Classical Fascism

One of fascism's defining features is its use of law as a weapon rather than a constraint. Legal norms, constitutional procedures, and judicial independence are systematically hollowed out or bypassed. Stanley (2018) describes this as the "law and order" paradox: fascist regimes invoke law and order rhetoric while systematically dismantling rule-of-law institutions.

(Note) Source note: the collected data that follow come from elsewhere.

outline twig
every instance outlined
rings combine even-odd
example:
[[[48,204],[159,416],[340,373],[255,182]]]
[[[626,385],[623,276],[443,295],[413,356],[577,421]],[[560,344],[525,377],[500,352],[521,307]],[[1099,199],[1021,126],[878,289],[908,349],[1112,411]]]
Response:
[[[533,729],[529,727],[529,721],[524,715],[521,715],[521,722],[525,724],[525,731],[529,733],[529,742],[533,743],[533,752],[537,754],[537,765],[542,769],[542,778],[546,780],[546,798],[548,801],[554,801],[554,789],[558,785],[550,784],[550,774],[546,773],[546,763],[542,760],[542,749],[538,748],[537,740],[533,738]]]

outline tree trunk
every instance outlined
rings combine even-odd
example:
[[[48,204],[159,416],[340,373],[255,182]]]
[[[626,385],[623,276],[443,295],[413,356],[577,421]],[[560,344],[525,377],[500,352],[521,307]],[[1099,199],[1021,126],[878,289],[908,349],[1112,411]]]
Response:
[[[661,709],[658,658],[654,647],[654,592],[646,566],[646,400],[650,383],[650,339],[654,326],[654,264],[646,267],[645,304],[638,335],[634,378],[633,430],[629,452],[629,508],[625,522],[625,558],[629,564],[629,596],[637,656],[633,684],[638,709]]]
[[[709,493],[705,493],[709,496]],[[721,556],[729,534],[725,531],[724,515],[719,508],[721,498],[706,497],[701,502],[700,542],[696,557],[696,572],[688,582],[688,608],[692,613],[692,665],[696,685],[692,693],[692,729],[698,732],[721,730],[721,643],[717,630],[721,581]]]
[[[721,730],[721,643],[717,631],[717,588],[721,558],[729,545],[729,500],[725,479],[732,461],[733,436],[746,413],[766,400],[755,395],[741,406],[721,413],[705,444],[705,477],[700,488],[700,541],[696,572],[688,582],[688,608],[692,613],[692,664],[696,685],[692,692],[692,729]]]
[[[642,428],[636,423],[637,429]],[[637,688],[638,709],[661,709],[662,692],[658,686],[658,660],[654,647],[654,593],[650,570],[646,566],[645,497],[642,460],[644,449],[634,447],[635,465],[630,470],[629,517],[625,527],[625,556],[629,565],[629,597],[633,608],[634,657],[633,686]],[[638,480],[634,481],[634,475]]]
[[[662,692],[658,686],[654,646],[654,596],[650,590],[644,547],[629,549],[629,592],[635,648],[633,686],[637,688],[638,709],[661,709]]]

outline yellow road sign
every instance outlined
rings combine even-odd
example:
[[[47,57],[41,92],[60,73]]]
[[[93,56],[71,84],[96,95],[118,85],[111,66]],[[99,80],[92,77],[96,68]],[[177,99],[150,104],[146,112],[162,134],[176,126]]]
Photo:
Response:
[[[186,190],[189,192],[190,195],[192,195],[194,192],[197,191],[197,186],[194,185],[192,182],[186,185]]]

Emergency powers, special tribunals, and extraterritorial detention exemplify this pattern. The Enabling Act of 1933, which granted Hitler legislative power by ostensibly legal parliamentary vote, is the paradigm case: democratic procedures used as a one-time lever to permanently foreclose democracy.

Key Sources

Stanley, J. (2018). How Fascism Works. Random House.

Digital Parallel

Platform governance is a domain in which the "law of the platform" supersedes national law in practice. Terms of service are contracts of adhesion; users have no meaningful recourse when platforms moderate, ban, or shadow-ban content. The arbitrariness of platform moderation decisions mirrors the unpredictability of rule by personal decree rather than rule by established law.

More broadly, Morozov (2011) documents how authoritarian governments have instrumentalized internet governance, using the infrastructure of connectivity to locate dissidents, monitor organizing, and deploy legal mechanisms (cybercrime laws, national security laws) against political opponents in ways that are formally legal but substantively tyrannical. Russia's "sovereign internet" law, China's Great Firewall, and Turkey's social media bans are exercises in the nationalization of digital public space and the subordination of communications infrastructure to political will.

Key Sources

Morozov, E. (2011). The Net Delusion. PublicAffairs.